The annual fellowship comprises performances across Britain and Europe, and features orchestral repertoire, chamber music, opera, dance and theatre, alongside artist development sessions.

An integral part of the programme is the orchestra's creative partnerships with performing arts organisations including the Royal Opera House, Academy of St Martin in the Fields, the National Theatre and artists such as Patron Vladimir Ashkenazy.

Southbank Sinfonia is based at St John's, Smith Square, where a regular series of free 'Rush Hour' concerts are held throughout the year.

The orchestra frequently collaborates with artists from other music genres, including Squarepusher in 2013, as well as in theatrical projects with the National Theatre.

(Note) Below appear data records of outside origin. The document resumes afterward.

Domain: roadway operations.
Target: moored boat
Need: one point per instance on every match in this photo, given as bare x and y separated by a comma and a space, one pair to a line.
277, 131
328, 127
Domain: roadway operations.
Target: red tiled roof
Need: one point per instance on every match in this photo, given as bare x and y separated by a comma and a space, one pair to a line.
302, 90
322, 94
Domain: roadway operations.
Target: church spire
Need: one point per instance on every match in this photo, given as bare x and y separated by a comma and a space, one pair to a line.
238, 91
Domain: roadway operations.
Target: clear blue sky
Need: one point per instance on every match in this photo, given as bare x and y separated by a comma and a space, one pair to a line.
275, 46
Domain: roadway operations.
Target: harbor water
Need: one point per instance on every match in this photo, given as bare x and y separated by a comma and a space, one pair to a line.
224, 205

These have included critically acclaimed productions of Amadeus in 2016/18, and Every Good Boy Deserves Favour in 2009/10.

The orchestra was shortlisted for a Royal Philharmonic Society Award for Ensemble in 2016 and a Royal Philharmonic Society Award for Concert Series and Festivals in 2017 for #ConcertLab, a series that explores new approaches to concert presentation.

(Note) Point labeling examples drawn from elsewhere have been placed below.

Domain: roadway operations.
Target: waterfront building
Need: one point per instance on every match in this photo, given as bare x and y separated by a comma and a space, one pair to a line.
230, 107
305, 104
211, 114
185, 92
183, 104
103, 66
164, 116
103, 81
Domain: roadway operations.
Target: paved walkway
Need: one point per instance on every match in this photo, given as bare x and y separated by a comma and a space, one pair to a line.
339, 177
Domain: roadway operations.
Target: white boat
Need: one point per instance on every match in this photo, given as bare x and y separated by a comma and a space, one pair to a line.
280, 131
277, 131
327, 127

Southbank Sinfonia is the resident orchestra of the Anghiari Festival, held in the town of Anghiari (Tuscany, Italy) each July.

Southbank Sinfonia's patrons include Sir Thomas Allen, John Anderson, Vladimir Ashkenazy, Edward Gardner, Patricia Hodge, James Naughtie and the Rt Hon Lord Smith of Finsbury.

History

Southbank Sinfonia was founded in 2002 by Simon Over, its Music Director. The aim of Southbank Sinfonia is to provide an ensemble that would bridge the one-year period after graduation, giving them a springboard into the music profession.